Of the 2,747 patients involved in the study, researchers found that women were less likely to achieve cholesterol goals despite having more prescriptions for statins (48% vs 39%). More women than men failed to reach LDL goals because they were not prescribed a statin and women on high-intensity statins were less likely than men to achieve goals. In all patients, diabetes was associated with non-attainment of cholesterol goals. However, the presence of diabetes improved goal achievement among high-risk women.

“Our findings suggest that women achieve guideline-based cholesterol recommendations at a lower rate than men, even when individual goals are considered,” says Dr. Schoen. “As clinicians, we need to assess cardiovascular risk in all of our patients, but especially in women, to ensure that they receive appropriate treatment to improve their CVD risk.

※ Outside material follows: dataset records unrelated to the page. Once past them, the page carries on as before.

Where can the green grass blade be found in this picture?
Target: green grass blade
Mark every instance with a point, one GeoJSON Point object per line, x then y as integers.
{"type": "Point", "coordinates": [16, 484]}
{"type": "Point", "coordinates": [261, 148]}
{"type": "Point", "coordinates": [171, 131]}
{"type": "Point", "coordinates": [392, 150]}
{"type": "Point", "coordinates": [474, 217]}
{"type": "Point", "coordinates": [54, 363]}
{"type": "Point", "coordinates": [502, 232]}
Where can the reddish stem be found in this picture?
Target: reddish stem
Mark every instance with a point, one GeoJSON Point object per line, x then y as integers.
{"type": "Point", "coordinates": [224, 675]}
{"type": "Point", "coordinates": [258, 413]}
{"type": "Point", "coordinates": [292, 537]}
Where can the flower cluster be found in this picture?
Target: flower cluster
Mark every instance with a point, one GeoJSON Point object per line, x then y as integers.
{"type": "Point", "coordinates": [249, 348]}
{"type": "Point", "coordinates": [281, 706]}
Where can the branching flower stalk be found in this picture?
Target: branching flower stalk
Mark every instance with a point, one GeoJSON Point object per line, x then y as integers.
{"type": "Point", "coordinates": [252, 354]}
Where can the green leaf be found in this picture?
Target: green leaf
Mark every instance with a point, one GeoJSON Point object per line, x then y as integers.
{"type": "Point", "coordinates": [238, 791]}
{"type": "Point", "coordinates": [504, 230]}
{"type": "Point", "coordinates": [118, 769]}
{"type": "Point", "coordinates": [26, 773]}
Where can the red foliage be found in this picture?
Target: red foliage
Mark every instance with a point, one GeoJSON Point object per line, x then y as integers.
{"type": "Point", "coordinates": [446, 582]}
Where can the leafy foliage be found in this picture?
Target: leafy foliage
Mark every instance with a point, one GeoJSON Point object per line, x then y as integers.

This information could be incorporated into electronic health records so that physicians are more vigilant when caring for women. Doing so is critical to reducing the burden of CVD and its outcomes for this patient population in the future.”


Martin W. Schoen, MD, MPH, is a Resident Physician in the Department of Internal Medicine at Saint Louis University School of Medicine.

Martin W. Schoen, MD, MPH, has indicated to Physician’s Weekly that he has no financial relationships that are relevant to this feature story.


Schoen MW, Tabak RG, Salas J, Scherrer JF, Buckhold FR. Comparison of adherence to guideline-based cholesterol treatment goals in men versus women. Am J Cardiol. 2015 Oct 16 [Epub ahead of print]. Available at:

Schoen MW, Salas J, Scherrer JF, Buckhold FR. Cholesterol treatment and changes in guidelines in an academic medical practice. Am J Med. 2015;128:403-409.

Maddox TM, Borden WB, Tang F, et al. Implications of the 2013 ACC/AHA cholesterol guidelines for adults in contemporary cardiovascular practice: insights from the NCDR PINNACLE registry. J Am Coll Cardiol. 2014;64:2183-2192.

Johnson KM, Dowe DA. Accuracy of statin assignment using the 2013 AHA/ACC Cholesterol Guideline versus the 2001 NCEP ATP III guideline: correlation with atherosclerotic plaque imaging. J Am Coll Cardiol. 2014;64:910-919.